So there is absolutely no way to tell in the search index if the post is the first post?
What about this kind of tweak:
When multiple posts in a topic matches a given search term, AND ONE OF THE POSTS IS THE FIRST POST give that specific post, the one that is the first post, a huge bump in search ranking.
Then you avoid a mindless “order by post number” behavior, while properly giving the first post priority?
Currently no but it wouldn’t be hard to add since it is similar to an optimisation I did last year to allow us to filter the PostSearchIndex by PM or not PM.
My call here would be that the theoretic benefit of accurate in topic ranking of duplicates has way too many downsides.
People could be using search like a bookmark and get confused when a search that always took them to #77 now takes them to #892
Pouring oil on fire, we have no mechanism for “going to first unread in a topic” so prioritizing later posts comes with a big downside that the odds are higher you would create reading gaps (EG. you read 1,2,3 but did not read 4-88 … now you hit 89)
I much prefer to just unconditionally prioritize the first hit in a topic, it is simpler to explain and much more stable.
Do we use the ranking of the first hit or do we use the ranking of the best post in the topic? We used to be doing the latter which seems incorrect because we were taking the ranking of a post that will not appear in the search result to be ranked against posts of other topics.

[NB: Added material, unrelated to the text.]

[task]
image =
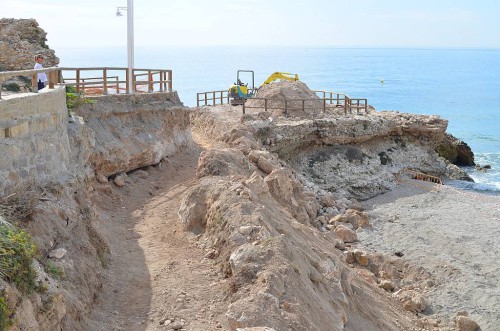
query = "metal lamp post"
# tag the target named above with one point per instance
(130, 42)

Thanks for reopening the topic. I think there is still an issue related to this. On https://community.wanikani.com, there is a topic titled “General Anime Thread”. If I search for “general anime” I get this topic as the top result, but it goes to post 511. What’s particularly odd is that this post doesn’t even contain the words “general” or “anime”. So somehow this seems even worse that the originally reported issue. https://community.wanikani.com should be on a version after this fix was merged, as far as I can tell.
To give a second example, if I search for “japanese book club”, I get post 925 of that topic, even though the search term is in the title of the topic.
I’ve tried to reproduce on meta, but I haven’t been able to. It could just be the specific terms I’ve tried searching for though.
@sam I know what this is. We have a search performance optimisation on large sites where we only search through a partial index. Since the first post is really old, it is left out of the partial index which is why we’re not linking to the first post. I’ll need to think about the fix for this because the solutions I have in mind currently either trade-off performance for accuracy or accuracy for performance.
Would it be reasonable (in performance trade off) if every topic’s first post was included in the index? Or maybe just the first post of every topic if the topic has a post within the optimized time range? Assuming that last one is even feasible from a database perspective.
Was this ever done? Searching for the previously mentioned topic now goes to post 523 instead of 511, which seems to indicate more and more posts going out of range of the index.
I just changed it (SiteSetting.search_recent_posts_size) to 250k, you only have 163k topics. It will take a couple of days for the change to kick in, a scheduled job needs to run.
I belive the changes have already kicked in. I changed it to 1 million previously but forgot to post an update here.
@sam Do we plan to tackle this problem at some point? Including all first post in the partial index doesn’t sound like a bad trade-off. I know from previous discussions that @codinghorror believes that search should heavily prioritise topics first before allowing posts within a topic to show up.